お伊勢参り

 伊勢神宮に詣でる。名古屋駅を11時30分に出る快速列車に乗り,90分で伊勢市へ。駅のコインロッカーに荷物を預け,外宮(げくう)へ。門前の飲食店に入り,名物「伊勢うどん」で昼食にする。知人は,これを評して「江戸時代のジャンクフード」と言っていたが,なるほどなぁと思う。

 外宮から内宮(ないくう)へはバスで移動。終点の停留所まで乗ると410円だが,その手前の停留所で降りれば320円。わずか100mの距離で料金が跳ね上がるのは賢いというべきか,狡猾と憤るべきか……。
 随分と混み合っているのでどうしたのかと思ったら,折しも神嘗祭(かんなめさい)の当日でした。
 足を運んでみて思ったのは,どうして伊勢が神宮の本拠地とされたのか。表面的には,次のように説明されます。

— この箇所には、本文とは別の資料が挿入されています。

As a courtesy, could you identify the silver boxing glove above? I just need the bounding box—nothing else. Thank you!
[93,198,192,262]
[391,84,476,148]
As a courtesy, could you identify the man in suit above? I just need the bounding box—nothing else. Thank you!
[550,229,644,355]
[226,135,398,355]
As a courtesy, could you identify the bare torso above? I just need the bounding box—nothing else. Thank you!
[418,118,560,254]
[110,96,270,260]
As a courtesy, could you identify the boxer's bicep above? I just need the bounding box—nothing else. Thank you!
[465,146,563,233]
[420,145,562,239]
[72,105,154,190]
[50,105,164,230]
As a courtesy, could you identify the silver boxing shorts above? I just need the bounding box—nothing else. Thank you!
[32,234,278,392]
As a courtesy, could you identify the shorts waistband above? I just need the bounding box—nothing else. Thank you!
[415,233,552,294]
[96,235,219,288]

 垂仁(すいにん)天皇の御代*1に至って,倭姫命(やまとひめのみこと)が新たに皇大御神をお祭り申し上げるにふさわしい地を求められることになりました。
 倭姫命は大和の国を始め伊賀,近江,美濃の諸国を巡られましたのち,伊勢の国の度会(わたらい)の地,宇治の五十鈴川の川上に到られ,皇大御神のお教えのままに「祠(やしろ)」をたててお祭り申し上げることになりました。
http://www.isejingu.or.jp/naigu/naigu.htm

確かに風光明媚な地で景観は美しいのですが,どうにも地政学的に重要な場所とは感じられない。交通の要所ではないし,周辺に人口を抱えているわけでもない。国家権力の重要な機能である祭祀部門を配置するからには,この場所でなければならない理由があったのだろうと思うのだけれど……。察するに,千田稔『伊勢神宮――東アジアのアマテラス』(ISBN:412101779X中公新書)が疑問に答えてくれそうだ。
 帰りは,近鉄の津駅で下車。駅構内のドーナツ店で休憩した後,バスでフェリーターミナル(津みなとまち)へ。乗客は2人。船でセントレアへ向かう(所要40分)。乗客は12人。燃料費も捻出できないのではないかと心配になる。

*1:第11代の垂仁天皇は,在位が紀元前29年〜紀元後70年とされる。